There are scenarios in which Iran could be compelled to accept both demands. If Syria were induced to cut assistance to Hezbollah, including the transit of weaponry from Iran, Tehran would then have to consider seriously the prospect of Israeli or US military action. Splitting Syria from Iran would also dampen Iranian confidence that the Arab street’s enthusiasm for its defiant posture would prevent Arab governments from quietly working with the US to constrain Iran. Denying Hezbollah and Iran assistance from Syria is an objective worth paying for, and Washington’s righteous refusal to deal with Assad is self-defeating. And if Russia were induced to support sanctions to enforce compliance with the Security Council’s nuclear resolution, Iranian leaders might consolidate their recent gains and pursue accommodation.

Alternatively, if Tehran felt it could accomplish its objectives by other means with less risk, it might become more willing to hold off on uranium enrichment and give the international community the opportunity to prove that its offers of nuclear cooperation are reliable. The Iranian government seeks above all to solidify its standing as the sovereign authority of a great nation recognized as the leading indigenous power in its region. It abhors US threats to topple it or deny Iran respect as a technologically advanced regional power. Were Washington to swallow hard and pretend to respect the Iranian government, it could test Iran’s willingness to reduce threats of violence from Afghanistan to Lebanon, as eminent realists Henry Kissinger and Brent Scowcroft have recently argued.

In the absence of breakthroughs in building a tougher coalition to pressure Iran and a more realistic strategy in Washington to confront the unpleasant leaders in Tehran and Damascus, the best that can be imagined is muddling postponement of further conflict over Lebanon and Iran’s march toward acquisition of nuclear-weapons capability.
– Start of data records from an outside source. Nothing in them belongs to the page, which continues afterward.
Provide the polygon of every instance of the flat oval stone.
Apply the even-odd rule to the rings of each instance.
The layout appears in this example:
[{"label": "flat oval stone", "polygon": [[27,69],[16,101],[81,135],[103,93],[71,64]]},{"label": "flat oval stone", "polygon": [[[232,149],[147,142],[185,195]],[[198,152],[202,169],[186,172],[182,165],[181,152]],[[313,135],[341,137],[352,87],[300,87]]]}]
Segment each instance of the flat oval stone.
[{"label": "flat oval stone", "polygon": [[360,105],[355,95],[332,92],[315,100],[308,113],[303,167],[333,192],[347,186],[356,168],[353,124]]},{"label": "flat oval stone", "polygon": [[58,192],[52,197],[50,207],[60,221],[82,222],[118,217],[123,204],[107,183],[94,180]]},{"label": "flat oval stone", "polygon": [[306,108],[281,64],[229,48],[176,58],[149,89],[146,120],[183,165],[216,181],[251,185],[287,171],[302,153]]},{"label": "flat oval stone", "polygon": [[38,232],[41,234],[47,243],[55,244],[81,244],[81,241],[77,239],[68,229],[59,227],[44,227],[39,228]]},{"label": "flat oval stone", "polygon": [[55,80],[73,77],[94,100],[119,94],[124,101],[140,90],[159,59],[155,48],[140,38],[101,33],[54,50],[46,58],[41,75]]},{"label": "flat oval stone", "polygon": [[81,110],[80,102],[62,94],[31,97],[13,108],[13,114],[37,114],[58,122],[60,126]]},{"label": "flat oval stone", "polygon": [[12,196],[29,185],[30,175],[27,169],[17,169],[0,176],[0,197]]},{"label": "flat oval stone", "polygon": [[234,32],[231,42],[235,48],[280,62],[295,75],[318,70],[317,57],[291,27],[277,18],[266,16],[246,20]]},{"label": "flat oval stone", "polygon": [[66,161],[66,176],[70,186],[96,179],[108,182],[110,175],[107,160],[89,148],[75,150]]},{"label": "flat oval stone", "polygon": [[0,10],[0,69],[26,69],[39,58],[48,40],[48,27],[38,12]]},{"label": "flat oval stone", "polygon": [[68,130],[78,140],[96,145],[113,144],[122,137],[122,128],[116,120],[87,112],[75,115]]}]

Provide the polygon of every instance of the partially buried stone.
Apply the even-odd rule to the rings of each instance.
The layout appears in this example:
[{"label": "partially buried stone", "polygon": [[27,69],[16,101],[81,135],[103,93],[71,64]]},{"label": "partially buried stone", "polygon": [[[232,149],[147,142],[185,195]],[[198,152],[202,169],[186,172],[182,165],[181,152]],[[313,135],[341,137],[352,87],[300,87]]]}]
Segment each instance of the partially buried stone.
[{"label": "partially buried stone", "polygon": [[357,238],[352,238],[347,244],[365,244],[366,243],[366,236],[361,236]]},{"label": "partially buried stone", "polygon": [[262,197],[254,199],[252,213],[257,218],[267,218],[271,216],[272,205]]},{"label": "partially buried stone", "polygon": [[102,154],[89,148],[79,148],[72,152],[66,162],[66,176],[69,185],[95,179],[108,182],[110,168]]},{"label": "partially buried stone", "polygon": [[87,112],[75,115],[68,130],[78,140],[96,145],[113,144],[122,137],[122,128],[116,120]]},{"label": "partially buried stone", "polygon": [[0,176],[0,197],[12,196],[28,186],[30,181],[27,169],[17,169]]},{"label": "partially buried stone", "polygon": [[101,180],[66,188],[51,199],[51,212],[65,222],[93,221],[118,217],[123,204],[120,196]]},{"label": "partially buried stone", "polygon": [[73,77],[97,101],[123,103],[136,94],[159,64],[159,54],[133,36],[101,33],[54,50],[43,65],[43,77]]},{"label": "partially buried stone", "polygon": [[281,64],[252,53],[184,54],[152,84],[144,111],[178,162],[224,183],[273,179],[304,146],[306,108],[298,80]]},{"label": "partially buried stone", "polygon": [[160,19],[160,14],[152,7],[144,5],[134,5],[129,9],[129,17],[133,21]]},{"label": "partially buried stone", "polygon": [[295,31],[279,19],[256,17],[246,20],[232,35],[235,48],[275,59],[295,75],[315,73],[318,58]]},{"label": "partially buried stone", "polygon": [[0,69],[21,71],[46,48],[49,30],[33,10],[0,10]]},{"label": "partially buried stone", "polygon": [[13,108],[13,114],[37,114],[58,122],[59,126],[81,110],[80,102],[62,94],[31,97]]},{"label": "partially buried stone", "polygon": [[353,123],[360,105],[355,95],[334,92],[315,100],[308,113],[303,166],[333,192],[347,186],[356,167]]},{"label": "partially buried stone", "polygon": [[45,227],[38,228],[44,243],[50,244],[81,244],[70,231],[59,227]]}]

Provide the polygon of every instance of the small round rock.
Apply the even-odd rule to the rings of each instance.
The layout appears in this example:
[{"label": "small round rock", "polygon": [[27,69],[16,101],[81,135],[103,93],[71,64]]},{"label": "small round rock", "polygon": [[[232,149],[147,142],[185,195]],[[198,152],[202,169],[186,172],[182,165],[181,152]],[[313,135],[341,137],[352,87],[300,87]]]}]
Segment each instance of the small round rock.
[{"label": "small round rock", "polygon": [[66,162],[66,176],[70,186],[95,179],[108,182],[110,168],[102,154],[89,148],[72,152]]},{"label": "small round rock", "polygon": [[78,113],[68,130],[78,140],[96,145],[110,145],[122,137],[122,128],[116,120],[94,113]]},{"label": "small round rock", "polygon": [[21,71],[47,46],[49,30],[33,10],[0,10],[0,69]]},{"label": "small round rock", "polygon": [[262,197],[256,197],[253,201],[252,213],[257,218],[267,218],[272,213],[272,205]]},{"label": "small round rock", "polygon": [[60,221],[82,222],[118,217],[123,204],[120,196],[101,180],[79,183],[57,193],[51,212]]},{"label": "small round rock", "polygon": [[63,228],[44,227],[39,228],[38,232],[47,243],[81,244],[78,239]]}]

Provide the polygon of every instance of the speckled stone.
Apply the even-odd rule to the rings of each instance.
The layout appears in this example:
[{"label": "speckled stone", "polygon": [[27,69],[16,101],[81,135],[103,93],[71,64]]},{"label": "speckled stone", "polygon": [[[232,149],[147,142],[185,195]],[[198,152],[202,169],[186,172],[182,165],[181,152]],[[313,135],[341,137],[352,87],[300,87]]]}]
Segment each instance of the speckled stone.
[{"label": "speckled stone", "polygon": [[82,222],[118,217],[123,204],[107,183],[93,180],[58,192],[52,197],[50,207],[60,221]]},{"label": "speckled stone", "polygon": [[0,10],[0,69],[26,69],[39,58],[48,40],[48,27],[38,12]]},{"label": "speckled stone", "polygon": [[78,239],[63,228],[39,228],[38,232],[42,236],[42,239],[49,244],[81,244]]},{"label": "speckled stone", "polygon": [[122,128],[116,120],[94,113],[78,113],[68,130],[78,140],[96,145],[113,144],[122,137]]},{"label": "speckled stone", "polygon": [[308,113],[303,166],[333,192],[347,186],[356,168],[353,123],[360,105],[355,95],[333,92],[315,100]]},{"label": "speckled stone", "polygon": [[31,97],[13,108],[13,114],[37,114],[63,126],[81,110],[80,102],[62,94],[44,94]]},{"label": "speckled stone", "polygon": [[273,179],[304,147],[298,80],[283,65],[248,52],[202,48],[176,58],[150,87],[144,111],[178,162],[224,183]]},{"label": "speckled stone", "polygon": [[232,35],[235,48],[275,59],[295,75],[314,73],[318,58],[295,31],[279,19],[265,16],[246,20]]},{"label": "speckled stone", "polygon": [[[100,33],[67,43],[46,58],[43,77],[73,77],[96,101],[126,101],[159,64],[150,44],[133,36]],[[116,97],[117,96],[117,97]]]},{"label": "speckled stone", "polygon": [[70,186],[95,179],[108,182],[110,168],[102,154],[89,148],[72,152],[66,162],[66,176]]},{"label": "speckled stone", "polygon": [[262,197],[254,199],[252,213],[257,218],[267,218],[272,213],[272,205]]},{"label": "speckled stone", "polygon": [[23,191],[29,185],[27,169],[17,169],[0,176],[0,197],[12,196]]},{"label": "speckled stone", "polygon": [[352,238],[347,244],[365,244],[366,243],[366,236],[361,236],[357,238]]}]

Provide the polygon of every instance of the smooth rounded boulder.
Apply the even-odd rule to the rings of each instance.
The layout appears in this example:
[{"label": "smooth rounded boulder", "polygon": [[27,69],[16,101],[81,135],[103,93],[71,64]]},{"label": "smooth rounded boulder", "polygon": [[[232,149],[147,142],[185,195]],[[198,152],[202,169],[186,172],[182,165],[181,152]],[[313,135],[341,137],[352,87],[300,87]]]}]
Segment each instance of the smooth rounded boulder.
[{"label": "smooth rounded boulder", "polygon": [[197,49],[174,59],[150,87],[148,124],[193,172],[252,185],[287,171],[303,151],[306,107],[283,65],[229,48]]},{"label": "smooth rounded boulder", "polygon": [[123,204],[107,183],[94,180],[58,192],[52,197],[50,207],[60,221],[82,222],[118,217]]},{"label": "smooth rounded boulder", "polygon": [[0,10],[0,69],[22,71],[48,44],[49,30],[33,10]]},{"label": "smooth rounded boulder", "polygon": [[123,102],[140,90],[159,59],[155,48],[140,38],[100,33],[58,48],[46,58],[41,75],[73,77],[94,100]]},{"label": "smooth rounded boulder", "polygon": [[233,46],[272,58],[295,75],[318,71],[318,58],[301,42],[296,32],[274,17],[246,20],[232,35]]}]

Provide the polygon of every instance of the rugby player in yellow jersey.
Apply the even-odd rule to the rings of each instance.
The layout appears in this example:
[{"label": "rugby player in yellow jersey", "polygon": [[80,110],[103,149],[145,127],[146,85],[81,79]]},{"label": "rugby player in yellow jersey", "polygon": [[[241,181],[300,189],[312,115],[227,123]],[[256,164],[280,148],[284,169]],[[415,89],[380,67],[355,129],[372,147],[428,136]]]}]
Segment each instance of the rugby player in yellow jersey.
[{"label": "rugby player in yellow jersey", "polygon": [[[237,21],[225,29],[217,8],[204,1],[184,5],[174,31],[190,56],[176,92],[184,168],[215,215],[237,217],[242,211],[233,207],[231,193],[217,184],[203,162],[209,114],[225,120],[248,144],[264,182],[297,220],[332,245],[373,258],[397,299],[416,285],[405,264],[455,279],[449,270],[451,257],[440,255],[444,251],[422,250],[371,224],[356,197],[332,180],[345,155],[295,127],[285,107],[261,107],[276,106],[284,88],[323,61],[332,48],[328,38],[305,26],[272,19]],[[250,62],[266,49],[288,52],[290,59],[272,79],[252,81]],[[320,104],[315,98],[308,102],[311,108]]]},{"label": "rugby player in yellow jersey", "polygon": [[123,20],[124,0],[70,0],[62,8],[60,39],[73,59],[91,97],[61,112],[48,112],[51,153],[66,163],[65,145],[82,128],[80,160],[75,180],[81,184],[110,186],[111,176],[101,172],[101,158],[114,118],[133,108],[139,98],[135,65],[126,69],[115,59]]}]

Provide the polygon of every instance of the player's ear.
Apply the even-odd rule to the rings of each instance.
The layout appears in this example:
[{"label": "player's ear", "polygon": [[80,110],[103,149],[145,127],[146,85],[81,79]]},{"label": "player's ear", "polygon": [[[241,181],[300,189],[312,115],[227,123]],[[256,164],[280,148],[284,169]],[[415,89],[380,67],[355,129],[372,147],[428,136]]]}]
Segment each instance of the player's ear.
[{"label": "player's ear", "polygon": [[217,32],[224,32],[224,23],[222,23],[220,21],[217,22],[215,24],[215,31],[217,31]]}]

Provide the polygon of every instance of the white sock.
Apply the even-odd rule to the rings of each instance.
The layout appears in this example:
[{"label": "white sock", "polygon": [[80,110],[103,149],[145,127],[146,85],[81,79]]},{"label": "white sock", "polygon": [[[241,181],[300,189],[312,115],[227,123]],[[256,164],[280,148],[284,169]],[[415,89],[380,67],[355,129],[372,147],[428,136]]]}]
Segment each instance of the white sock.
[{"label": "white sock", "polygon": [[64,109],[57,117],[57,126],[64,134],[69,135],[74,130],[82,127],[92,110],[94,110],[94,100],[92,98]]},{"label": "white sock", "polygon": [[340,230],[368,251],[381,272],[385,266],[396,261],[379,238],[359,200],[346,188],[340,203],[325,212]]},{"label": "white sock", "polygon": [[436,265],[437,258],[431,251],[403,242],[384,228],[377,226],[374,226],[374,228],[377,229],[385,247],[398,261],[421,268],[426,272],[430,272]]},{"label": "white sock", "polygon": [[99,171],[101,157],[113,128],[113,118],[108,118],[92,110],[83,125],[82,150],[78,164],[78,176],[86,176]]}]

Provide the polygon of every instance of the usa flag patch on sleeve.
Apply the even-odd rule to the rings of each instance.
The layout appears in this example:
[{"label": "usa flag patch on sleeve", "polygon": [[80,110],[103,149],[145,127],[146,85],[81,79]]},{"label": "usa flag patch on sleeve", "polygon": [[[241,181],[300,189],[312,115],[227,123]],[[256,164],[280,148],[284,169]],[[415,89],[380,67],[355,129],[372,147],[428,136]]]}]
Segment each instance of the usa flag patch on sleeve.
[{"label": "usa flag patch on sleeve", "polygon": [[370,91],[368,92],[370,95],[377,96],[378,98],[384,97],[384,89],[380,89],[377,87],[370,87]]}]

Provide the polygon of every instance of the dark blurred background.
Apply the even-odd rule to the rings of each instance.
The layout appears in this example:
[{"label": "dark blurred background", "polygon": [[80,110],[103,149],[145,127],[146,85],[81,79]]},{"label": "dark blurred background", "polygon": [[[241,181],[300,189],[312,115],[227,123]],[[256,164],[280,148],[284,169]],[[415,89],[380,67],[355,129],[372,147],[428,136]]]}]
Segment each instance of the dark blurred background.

The US and Israel have waged bold military actions against their enemies in Iraq and Lebanon with little gain. Strangely, political leaders act as if it is riskier to wage bold diplomacy than war; do any have the courage to try bold diplomacy toward Iran and Syria?

George Perkovich is vice president for studies at the Carnegie Endowment for International Peace and co-author of “Universal Compliance: A Strategy for Nuclear Security.”